First smile. First step. First word. These are among the milestones all parents hope to record in their scrapbooks and to cherish forever. But as all moms and dads know, there are other firsts, the ones that are “uncherishable,” the ones you probably don’t want to remember let alone record. Here are ten.

1.  The first time your sweet innocent cherub expels substances, volcano-like, from every orifice on their bodies at once. Maybe they’ve been sick for a few days, and maybe this is the first time they’ve taken antibiotics. A few hours after that is usually when it all goes south, but also toward the other three compass points. We’re talking vomit, poop, and pee. Of course, tears and snot too. Not all of it junior’s.

2.  The first time your baby locks eyes with you and seems to look directly into your soul, with a promise to destroy it utterly.

3.  Their first public meltdown, which will most likely occur at the grocery store when you desperately need milk.

4.  The first time you leave the room for two minutes and Dearheart writes on the walls with permanent marker, a fistful of SpaghettiOs, and paint from a can you don’t even remember buying. All you know is, not even Kaboom is going to get all that out.

5.  The first time you call poison control. Maybe you didn’t even leave the room but just looked away for one moment and turned back to see your darling angel slip a whole quarter into their mouths and swallow it. Or maybe you could’ve sworn that bottle of Tums you’d put on the counter, confident it was out of reach, was full when you’d placed it there, and now it’s definitely down a third. And when you locate your child, their expression is decidedly chalky.

6.  The first time your inquisitive child asks an embarrassing question in public. Maybe you’re on line at the grocery store and junior asks where Mommy’s penis is.
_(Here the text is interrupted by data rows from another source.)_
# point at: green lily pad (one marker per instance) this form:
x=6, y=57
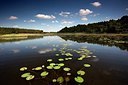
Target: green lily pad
x=45, y=73
x=54, y=80
x=80, y=72
x=87, y=65
x=23, y=68
x=49, y=60
x=66, y=69
x=61, y=64
x=56, y=67
x=25, y=75
x=60, y=79
x=79, y=79
x=68, y=74
x=57, y=54
x=52, y=64
x=38, y=68
x=49, y=67
x=61, y=59
x=30, y=77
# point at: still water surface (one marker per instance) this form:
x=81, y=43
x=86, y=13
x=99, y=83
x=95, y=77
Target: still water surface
x=109, y=67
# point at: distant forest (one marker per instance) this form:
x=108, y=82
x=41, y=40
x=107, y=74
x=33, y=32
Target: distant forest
x=111, y=26
x=5, y=30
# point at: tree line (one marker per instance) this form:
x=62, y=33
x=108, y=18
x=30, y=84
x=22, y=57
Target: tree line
x=111, y=26
x=8, y=30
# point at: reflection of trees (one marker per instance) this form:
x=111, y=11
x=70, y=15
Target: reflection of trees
x=20, y=39
x=118, y=41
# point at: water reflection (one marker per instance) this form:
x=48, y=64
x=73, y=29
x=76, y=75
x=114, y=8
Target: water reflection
x=118, y=41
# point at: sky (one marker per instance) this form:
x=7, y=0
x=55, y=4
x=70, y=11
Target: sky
x=53, y=15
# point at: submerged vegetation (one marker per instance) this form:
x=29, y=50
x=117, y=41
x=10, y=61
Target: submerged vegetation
x=56, y=71
x=111, y=26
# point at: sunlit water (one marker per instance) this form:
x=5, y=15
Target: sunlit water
x=110, y=67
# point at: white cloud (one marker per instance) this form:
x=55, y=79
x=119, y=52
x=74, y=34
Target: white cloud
x=85, y=12
x=96, y=4
x=31, y=20
x=67, y=22
x=43, y=16
x=55, y=21
x=64, y=14
x=94, y=15
x=84, y=18
x=13, y=17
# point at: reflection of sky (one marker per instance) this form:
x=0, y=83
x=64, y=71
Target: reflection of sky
x=26, y=10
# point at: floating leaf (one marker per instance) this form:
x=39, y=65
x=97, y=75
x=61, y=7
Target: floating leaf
x=60, y=79
x=45, y=73
x=25, y=75
x=61, y=64
x=52, y=64
x=79, y=79
x=68, y=74
x=30, y=77
x=57, y=67
x=49, y=60
x=66, y=69
x=54, y=80
x=80, y=72
x=49, y=67
x=38, y=68
x=87, y=65
x=23, y=68
x=57, y=54
x=67, y=79
x=61, y=59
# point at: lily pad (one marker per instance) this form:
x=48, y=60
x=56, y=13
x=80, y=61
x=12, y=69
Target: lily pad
x=79, y=79
x=38, y=68
x=49, y=60
x=66, y=69
x=61, y=64
x=87, y=65
x=23, y=68
x=54, y=80
x=45, y=73
x=56, y=67
x=52, y=64
x=49, y=67
x=61, y=59
x=25, y=75
x=60, y=79
x=30, y=77
x=80, y=72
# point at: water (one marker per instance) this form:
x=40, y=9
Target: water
x=108, y=68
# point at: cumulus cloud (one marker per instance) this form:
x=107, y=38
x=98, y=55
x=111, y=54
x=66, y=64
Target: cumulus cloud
x=85, y=12
x=56, y=21
x=84, y=18
x=43, y=16
x=13, y=17
x=64, y=14
x=96, y=4
x=67, y=22
x=31, y=20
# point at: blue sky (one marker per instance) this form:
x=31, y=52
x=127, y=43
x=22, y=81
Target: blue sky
x=53, y=15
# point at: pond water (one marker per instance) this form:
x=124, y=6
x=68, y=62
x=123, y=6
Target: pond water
x=109, y=64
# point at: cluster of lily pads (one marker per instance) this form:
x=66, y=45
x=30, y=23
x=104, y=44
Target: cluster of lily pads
x=53, y=67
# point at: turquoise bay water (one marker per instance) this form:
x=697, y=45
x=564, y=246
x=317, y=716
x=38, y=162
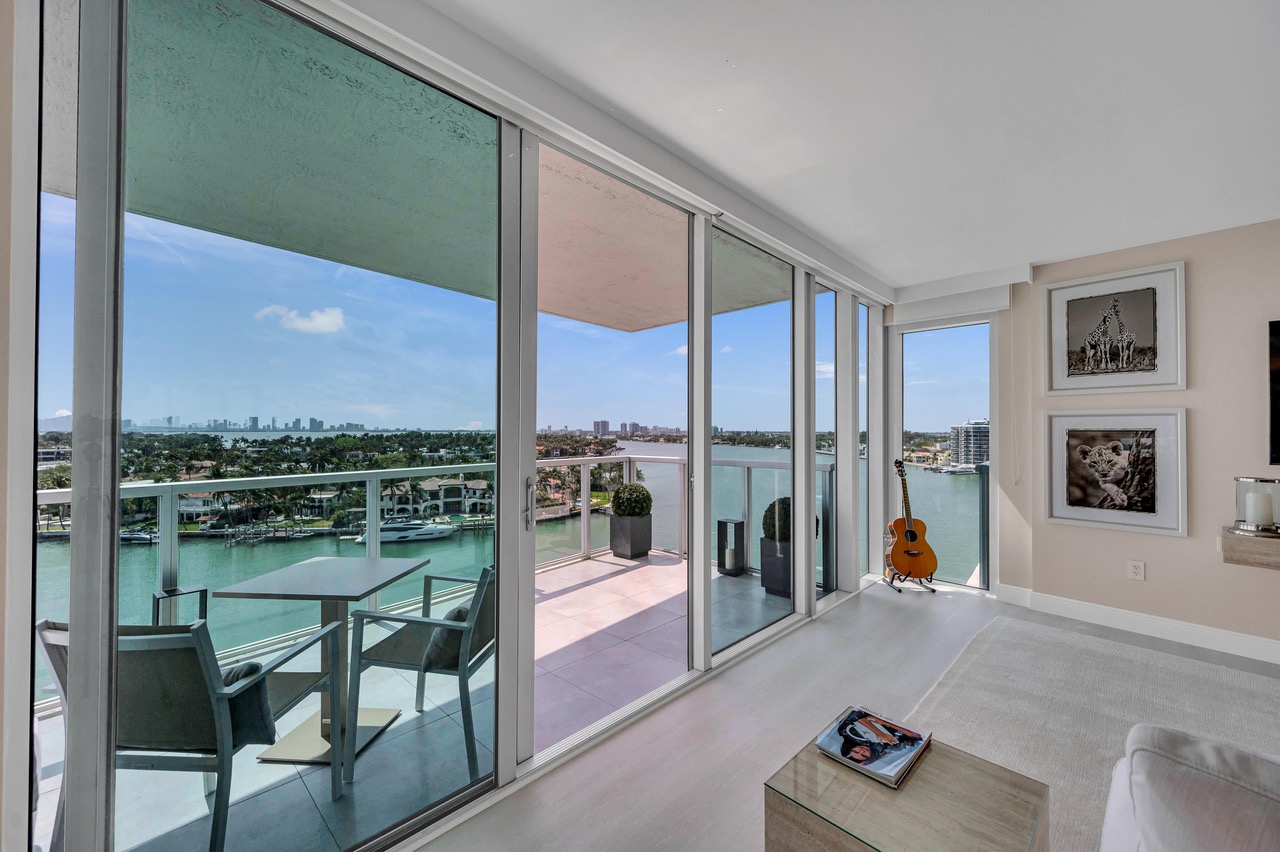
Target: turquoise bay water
x=947, y=504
Or you’re on the bus and they ask the overweight man standing next to you when he’s going to have his baby.

7.  The first time they eat their snot. Often right after you yell, “Don’t wipe that on the couch.” Into the mouth it goes.

8.  The first birthday party where they ask the clown making balloon animals to make theirs in the shape of Cthulu.

9.  The first time they overflow a toilet, not yours, not one at a friend’s house, but the toilet at an expensive store you ducked into because it was an emergency, and you weren’t planning to buy anything, but after your precious gift from God devastates the employees-only commode, you feel you have to buy something, so you get the cheapest item there, a backscratcher in the shape of a giraffe.

10.  The first time your child breaks something expensive you just bought before you can even get it home.